The first piston type vacuum pump was invented by Otto von Guericke to pump water out of mines as far back as 1640. He called the pumps “air pumps”. But the first person to use the vacuum pump to be able to form a glow discharge (plasma) in a vacuum tube was Michael Faraday. In 1838 he used brass electrodes and a vacuum of approximately 2 Torr. Torr [(named after Evangelista Torr (icelli)] is a unit of pressure, being the pressure necessary to support a column of mercury, one millimeter high at 0 °C and standard gravity (сила тяжести) equal to 1333.2 microbars. (Turn to page 106 for further information).
In 1852 W.R. Grove was the first to study what became known as “sputtering” although others had observed the effect while studying glow discharges. Grove used a tip of wire as the coating source and sputtered a deposit onto a highly polished silver surface held close to the wire at a pressure of about O.5 Torr. He noted a coating on the silver surface when it was made the anode and the wire the cathode of an electrical circuit.
In 1858 Professor A.W. Wright of Yale University published a paper in the American Journal of Science and Arts on the use of an “electrical deposition apparatus” that he used to create mirrors. This form of deposition may have been arc evaporation based, rather than sputtering. T. Edison’s patent application for vacuum coating equipment differed from A. Wright’s. Edison successfully argued that his invention was a continuous (непрерывная) arc whereas Wright’s process was pulsed (импульсная) arc. Edison could therefore be said to be the first person to make commercial (промышленный, технический) use of sputtering.

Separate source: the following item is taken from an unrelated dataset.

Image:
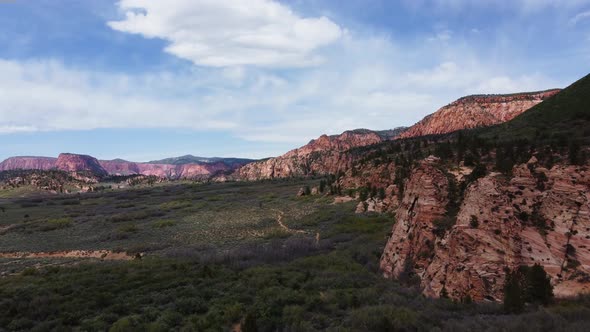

The term CVD chemical vapor deposition was introduced later.
Now everything is coated with CVD, and masking is almost impossible. It is known that vacuum coatings offer more flexibility. It has a large potential for growth particularly in decorative business. Much depends on how fast designers and engineers will be educated in the field; and on pushing down prices.
All PVD processes can be separated into three stages: 1) Emission from a vapor source; 2) Vapor transport in a vacuum; 3) Condensation on the substrate.